Disparity persists between quality perception, actual outcomes at top hospitals

As hospitals focus resources and efforts on boosting patient satisfaction, they should keep in mind that patients' perception of their care is not synonymous with their clinical performance.

Despite being well-liked by patients, more than 120 of the top U.S. hospitals have death rates for heart attack, heart failure or pneumonia significantly higher than the national average, according to a USA TODAY analysis of new Medicare data. Nevertheless, the hospitals were recommended by two-thirds of their patients or received patient satisfaction scores of 9 or 10 on a 10-point scale.

Even some of the some of the most renowned teaching hospitals don't perform well in preventing healthcare-acquired infections, according to a Consumer Reports Health hospital ratings list last month.

This gap in patients' perceptions of quality of care and hospitals' death and readmission questions how to accurately measure hospitals. However, healthcare experts still haven't agreed on what measures to use, notes USA Today.

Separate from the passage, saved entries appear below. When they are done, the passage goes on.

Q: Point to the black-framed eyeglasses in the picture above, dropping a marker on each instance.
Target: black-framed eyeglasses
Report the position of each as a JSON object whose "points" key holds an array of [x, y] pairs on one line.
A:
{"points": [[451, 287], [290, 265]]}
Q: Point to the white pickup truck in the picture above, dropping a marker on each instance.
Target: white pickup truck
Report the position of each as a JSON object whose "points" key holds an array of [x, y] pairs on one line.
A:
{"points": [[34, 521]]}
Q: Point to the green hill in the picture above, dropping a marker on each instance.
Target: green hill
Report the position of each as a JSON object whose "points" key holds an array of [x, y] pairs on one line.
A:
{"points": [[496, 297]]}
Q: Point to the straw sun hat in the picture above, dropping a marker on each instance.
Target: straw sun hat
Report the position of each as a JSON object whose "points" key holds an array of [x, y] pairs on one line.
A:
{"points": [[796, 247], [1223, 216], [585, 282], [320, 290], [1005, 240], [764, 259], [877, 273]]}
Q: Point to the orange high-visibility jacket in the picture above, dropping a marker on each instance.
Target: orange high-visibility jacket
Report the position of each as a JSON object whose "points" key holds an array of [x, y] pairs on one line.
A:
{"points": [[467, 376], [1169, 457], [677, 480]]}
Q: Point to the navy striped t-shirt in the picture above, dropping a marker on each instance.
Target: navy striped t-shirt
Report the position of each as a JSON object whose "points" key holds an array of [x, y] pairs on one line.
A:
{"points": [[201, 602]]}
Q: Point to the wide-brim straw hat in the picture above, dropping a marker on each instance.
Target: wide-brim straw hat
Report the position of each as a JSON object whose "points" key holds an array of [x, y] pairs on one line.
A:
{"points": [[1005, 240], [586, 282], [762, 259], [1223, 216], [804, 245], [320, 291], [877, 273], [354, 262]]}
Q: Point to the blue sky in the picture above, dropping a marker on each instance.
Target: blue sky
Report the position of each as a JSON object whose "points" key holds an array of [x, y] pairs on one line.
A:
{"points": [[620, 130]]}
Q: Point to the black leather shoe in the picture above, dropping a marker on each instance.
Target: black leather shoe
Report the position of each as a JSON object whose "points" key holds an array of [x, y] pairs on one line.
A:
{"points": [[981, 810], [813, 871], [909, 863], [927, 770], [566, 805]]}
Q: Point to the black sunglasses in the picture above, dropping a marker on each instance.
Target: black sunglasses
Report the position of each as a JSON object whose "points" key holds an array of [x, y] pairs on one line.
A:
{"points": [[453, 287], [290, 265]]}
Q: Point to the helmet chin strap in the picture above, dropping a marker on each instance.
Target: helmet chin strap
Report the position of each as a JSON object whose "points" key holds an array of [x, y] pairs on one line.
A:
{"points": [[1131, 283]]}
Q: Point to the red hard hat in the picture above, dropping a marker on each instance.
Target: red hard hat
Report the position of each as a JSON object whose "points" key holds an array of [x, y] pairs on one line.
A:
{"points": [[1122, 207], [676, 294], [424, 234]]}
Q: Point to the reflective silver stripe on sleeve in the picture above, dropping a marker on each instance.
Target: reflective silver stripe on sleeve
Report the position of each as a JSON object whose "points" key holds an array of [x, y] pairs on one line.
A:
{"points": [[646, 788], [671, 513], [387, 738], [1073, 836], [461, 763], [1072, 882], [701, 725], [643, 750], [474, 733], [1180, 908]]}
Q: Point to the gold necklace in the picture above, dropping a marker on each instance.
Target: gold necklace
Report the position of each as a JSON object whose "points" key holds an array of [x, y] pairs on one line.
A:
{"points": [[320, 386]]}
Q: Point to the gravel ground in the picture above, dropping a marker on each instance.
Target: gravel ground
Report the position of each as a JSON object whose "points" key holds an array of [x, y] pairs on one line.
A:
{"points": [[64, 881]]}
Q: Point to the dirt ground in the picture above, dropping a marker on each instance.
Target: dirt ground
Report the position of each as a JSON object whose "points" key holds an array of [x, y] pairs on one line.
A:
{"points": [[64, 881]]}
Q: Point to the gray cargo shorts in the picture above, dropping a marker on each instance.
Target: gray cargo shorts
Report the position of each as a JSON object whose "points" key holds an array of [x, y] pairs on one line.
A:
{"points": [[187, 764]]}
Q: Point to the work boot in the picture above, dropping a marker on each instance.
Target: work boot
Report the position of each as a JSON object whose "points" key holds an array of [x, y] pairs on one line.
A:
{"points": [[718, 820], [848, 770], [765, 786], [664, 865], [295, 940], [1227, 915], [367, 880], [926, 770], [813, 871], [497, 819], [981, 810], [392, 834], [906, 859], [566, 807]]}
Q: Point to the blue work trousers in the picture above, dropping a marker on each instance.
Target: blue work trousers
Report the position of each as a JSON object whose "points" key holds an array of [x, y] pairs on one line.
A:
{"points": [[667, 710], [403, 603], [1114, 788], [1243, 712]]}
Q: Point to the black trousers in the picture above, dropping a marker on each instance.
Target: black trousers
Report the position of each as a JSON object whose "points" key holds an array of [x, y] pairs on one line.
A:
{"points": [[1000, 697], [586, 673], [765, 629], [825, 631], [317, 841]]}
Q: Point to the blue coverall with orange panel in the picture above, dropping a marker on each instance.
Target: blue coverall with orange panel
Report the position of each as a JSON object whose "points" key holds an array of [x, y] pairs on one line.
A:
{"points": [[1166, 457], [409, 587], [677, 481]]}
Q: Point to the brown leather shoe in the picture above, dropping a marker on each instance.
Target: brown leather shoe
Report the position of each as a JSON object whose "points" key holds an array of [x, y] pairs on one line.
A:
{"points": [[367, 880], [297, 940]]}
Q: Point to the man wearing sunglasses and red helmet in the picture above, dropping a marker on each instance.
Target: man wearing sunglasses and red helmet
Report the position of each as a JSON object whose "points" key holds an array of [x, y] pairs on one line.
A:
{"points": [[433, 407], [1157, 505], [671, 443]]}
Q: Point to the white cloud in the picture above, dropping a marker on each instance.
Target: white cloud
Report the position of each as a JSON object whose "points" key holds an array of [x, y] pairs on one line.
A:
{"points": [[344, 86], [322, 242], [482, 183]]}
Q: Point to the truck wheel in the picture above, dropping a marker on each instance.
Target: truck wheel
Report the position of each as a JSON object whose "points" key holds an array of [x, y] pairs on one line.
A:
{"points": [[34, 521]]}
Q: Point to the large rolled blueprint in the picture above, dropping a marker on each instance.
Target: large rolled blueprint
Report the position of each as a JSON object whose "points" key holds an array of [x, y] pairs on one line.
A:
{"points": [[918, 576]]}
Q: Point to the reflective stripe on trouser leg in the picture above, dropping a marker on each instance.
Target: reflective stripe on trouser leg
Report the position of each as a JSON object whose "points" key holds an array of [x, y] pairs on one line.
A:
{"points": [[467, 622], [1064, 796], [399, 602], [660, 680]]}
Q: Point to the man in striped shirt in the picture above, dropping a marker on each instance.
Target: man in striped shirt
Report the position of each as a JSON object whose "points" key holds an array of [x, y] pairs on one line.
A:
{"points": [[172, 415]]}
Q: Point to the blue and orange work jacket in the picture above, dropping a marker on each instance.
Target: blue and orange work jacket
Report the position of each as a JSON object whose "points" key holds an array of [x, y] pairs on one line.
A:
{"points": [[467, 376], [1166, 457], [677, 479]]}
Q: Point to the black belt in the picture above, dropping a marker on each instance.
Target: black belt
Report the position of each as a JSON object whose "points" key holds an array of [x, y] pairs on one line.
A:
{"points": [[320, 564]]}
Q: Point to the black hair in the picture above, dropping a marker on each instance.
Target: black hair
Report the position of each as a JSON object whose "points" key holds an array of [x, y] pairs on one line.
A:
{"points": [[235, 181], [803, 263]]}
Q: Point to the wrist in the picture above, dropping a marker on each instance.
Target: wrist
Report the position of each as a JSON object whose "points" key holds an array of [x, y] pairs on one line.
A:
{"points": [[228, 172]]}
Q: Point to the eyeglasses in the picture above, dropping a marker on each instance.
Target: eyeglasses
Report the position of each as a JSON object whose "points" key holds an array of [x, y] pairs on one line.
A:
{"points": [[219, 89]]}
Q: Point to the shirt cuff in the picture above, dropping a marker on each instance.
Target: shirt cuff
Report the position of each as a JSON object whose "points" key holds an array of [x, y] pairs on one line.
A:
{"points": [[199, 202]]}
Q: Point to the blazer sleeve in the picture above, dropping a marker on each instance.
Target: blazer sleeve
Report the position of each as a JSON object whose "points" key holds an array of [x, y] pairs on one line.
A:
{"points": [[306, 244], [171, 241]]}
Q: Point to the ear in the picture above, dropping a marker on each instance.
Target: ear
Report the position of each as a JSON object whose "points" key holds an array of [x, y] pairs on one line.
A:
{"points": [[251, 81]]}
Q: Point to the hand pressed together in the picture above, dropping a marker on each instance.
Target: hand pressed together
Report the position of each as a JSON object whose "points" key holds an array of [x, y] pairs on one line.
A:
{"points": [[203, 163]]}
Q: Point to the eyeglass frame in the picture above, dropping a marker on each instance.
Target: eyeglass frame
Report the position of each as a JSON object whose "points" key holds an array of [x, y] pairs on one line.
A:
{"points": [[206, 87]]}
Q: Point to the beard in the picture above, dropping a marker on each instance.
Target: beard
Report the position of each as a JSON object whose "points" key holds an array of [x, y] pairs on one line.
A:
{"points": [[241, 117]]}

"You can judge how it feels to be in the hospital," Yale cardiologist Harlan Krumholz, who helped revise Medicare's hospital rating method, told USA Today. "But you can't judge whether they're doing everything well on the medical side."

In order to help patients make better informed decisions about where to receive care, as well as to receive incentives under new pay-for-performance models, hospitals should report patient satisfaction scores along with more concrete measures of patient care.

"Patients are good at judging which places are clean, whether people responded to their needs and whether they're getting adequate pain relief,"said Judith Hibbard, an expert on how patients perceive healthcare. "[B]ut there's lots of information that's not captured in patient survey data that people should also pay attention to."